Женщина улыбнулась и поглядела на человека, лежащего в изголовье у гнома и герича. Белокожий, с кровью совершенно иного запаха, чужого запаха… То, что ему снилось, пугало… Ему снилась женщина в багровых одеждах и с горящими волосами. Она стояла в центре словно бы целой пылающей равнины, которой были эти ее необъятные волосы. В ее зрачках тлел пепел с алыми прожилками…
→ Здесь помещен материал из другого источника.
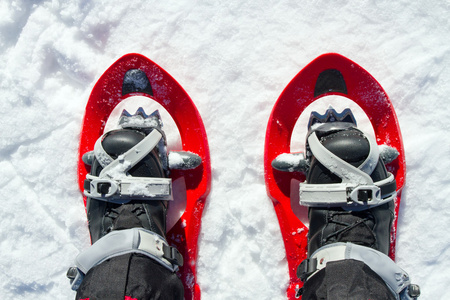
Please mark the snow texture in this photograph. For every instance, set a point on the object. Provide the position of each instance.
(233, 58)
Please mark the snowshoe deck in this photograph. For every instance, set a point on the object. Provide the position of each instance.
(136, 75)
(329, 74)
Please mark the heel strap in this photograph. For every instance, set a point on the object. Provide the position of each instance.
(120, 242)
(395, 278)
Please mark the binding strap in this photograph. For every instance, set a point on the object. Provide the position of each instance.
(395, 277)
(120, 242)
(114, 184)
(357, 191)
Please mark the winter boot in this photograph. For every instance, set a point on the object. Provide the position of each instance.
(350, 196)
(127, 191)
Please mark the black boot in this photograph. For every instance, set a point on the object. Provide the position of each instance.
(104, 216)
(351, 209)
(128, 191)
(370, 227)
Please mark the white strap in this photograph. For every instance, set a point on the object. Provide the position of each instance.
(357, 190)
(341, 168)
(114, 185)
(129, 159)
(345, 195)
(120, 242)
(395, 277)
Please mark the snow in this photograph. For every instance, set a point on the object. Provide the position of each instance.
(233, 58)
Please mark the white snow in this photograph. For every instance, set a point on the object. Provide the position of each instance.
(233, 58)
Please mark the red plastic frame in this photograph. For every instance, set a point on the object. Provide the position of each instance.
(364, 90)
(106, 94)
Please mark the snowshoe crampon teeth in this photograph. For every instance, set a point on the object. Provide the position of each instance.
(388, 154)
(290, 162)
(88, 158)
(331, 115)
(140, 119)
(183, 160)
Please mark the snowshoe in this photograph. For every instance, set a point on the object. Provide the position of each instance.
(294, 178)
(130, 180)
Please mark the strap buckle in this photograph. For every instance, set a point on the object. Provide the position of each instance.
(363, 194)
(306, 268)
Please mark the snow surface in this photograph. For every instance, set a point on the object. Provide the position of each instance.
(233, 58)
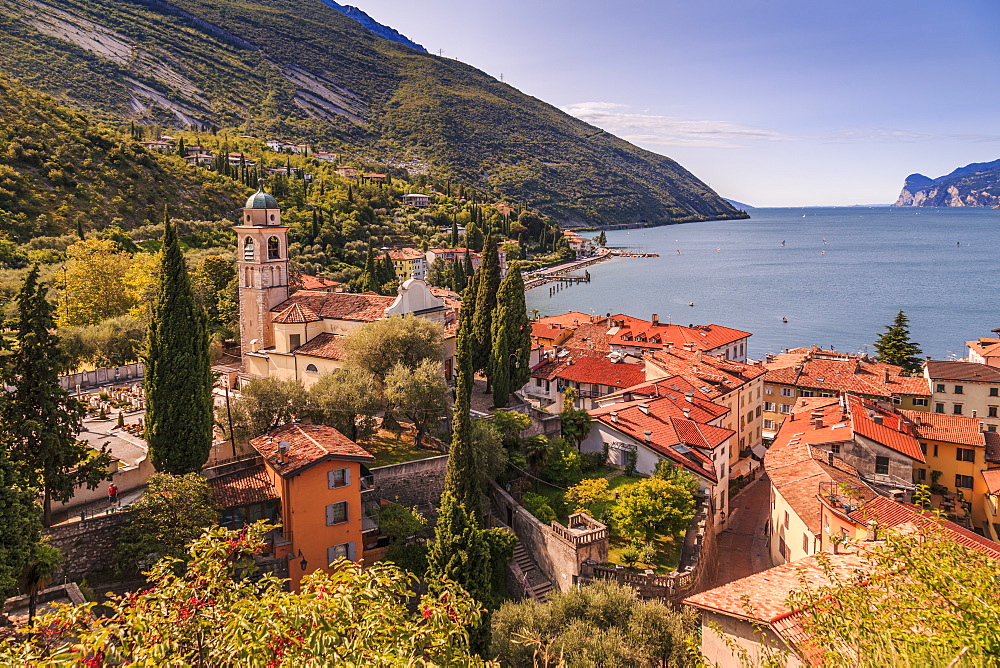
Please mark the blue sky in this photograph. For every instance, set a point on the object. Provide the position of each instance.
(771, 102)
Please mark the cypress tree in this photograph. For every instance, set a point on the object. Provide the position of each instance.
(486, 301)
(178, 370)
(40, 420)
(895, 347)
(509, 362)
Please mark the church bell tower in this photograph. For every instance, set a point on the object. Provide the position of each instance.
(262, 262)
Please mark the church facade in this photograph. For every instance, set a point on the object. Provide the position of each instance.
(299, 336)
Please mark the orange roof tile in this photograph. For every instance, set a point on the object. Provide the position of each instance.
(242, 488)
(309, 445)
(326, 346)
(894, 432)
(889, 513)
(364, 307)
(295, 313)
(948, 428)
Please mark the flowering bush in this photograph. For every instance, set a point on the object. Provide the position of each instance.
(213, 613)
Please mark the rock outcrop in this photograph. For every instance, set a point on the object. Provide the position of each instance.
(977, 184)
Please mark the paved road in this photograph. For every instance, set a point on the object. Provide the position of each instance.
(743, 546)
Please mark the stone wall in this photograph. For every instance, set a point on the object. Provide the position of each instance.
(87, 546)
(556, 551)
(418, 483)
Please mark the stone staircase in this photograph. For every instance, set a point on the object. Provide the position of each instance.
(536, 585)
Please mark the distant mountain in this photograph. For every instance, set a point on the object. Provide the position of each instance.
(373, 26)
(976, 184)
(299, 70)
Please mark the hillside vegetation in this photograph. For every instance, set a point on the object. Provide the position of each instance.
(298, 70)
(59, 170)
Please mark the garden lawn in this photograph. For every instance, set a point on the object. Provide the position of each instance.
(388, 448)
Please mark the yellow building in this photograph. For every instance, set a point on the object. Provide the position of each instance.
(955, 448)
(812, 372)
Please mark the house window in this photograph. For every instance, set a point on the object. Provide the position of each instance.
(881, 465)
(336, 513)
(342, 551)
(338, 478)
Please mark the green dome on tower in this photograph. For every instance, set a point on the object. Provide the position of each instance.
(260, 199)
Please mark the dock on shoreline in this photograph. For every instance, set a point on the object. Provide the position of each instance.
(561, 272)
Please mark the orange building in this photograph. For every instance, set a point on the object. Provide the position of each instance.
(319, 477)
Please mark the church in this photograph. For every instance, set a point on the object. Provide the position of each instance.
(298, 336)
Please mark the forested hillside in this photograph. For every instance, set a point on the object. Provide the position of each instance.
(60, 172)
(296, 69)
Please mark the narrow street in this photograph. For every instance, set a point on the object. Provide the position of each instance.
(743, 546)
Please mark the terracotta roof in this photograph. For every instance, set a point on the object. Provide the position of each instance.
(323, 345)
(992, 479)
(992, 439)
(364, 307)
(948, 428)
(309, 444)
(242, 488)
(316, 282)
(894, 432)
(794, 469)
(295, 313)
(601, 371)
(762, 597)
(889, 514)
(671, 434)
(855, 375)
(968, 371)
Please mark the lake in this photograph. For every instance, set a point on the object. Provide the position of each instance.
(842, 275)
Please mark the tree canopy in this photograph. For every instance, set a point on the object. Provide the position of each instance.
(894, 346)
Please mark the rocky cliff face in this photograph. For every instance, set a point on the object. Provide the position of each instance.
(977, 184)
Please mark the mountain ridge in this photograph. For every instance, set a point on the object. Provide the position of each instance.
(303, 71)
(975, 184)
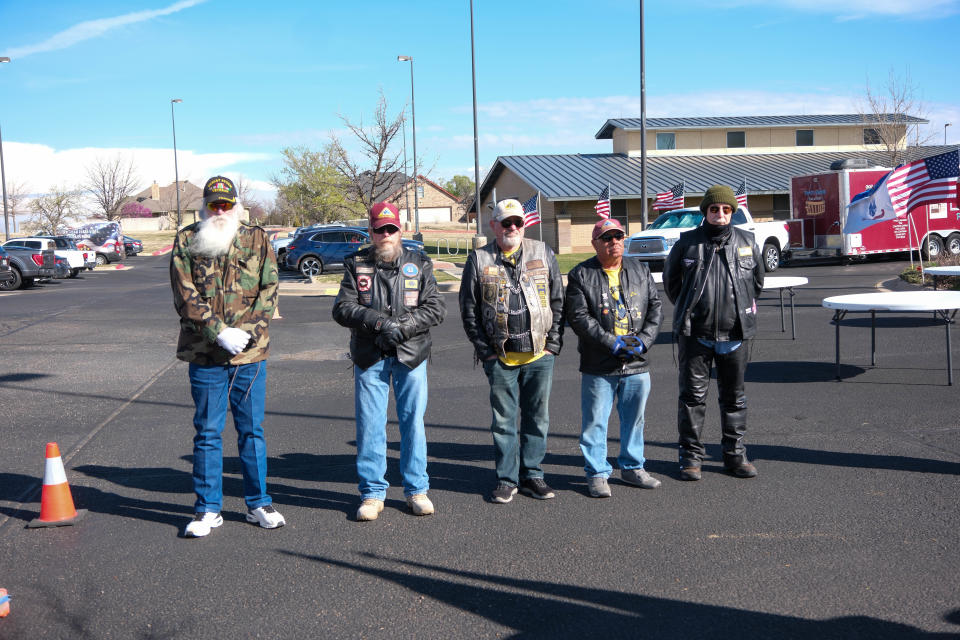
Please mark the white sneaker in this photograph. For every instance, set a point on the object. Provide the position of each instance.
(266, 516)
(369, 509)
(420, 504)
(201, 524)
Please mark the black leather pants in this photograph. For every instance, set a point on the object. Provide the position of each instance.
(696, 362)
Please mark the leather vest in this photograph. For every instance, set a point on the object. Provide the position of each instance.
(534, 283)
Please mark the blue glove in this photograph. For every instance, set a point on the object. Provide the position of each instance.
(628, 347)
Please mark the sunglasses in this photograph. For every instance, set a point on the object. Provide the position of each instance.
(610, 237)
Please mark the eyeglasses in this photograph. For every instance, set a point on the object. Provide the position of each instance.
(610, 237)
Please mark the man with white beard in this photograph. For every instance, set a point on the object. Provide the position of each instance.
(511, 305)
(389, 299)
(224, 279)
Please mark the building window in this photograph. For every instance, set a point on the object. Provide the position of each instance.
(666, 141)
(871, 136)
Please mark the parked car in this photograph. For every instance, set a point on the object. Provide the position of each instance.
(61, 268)
(653, 244)
(132, 246)
(66, 247)
(6, 273)
(280, 246)
(27, 265)
(325, 249)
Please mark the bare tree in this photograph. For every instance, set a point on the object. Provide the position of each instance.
(888, 114)
(371, 179)
(52, 211)
(110, 182)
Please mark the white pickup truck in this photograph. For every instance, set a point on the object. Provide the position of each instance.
(653, 244)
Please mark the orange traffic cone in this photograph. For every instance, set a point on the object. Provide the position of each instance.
(56, 503)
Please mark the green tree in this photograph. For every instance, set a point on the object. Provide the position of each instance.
(310, 189)
(52, 211)
(459, 186)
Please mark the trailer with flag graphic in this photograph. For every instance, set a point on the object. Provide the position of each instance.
(852, 213)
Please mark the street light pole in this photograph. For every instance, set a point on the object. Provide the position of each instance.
(413, 115)
(176, 172)
(3, 180)
(478, 239)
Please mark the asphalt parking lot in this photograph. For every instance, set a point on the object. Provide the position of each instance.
(850, 530)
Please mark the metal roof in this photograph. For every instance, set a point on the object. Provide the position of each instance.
(749, 122)
(583, 176)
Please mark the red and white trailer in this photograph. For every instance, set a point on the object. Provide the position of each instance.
(818, 203)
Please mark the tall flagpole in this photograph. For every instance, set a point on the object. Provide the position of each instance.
(540, 213)
(643, 124)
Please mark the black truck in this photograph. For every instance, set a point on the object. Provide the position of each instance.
(26, 265)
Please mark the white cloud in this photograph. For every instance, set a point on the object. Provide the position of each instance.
(856, 9)
(95, 28)
(41, 166)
Женщина, сидящая на краю ковра, поспешила перелистнуть страницу. Новый сон. Старик в алой мантии разговаривает со своим посохом-змеем, а тот ему отвечает: они говорят о наследии, о крови, текущей в веках. Птичьей крови. Что-то о Дожде Усмиряющем, о птенце, которого что-то «пугающее» не должно коснуться, но посох уверен, что все течет по нарастающей: и если дед Тиана (должно быть, старика в мантии) только лишь тлел, отец Тиана уже горел ровным спокойным пламенем, а сам Тиан — пылает, как жар Бездны, то уж сын Тиана…
Женщина заскучала и перелистнула страницу. Старик в мантии превратился в Ифритума. Она вздрогнула — что же происходит со снами этих странников, спящих на летающем ковре? Один сон безумнее предыдущего! Ифритум, тем временем, наткнутый на пылающий меч, хрипит: «Птице, прилетевшей в теплые края, не вернуться домой. Мой наследник уже взращен в песках, он возвращен в небо. Четыре ветра бьются в его теле. Он помнит о том, кто убил меня… Ветра Пустыни не позволят птице расправить крыльев…».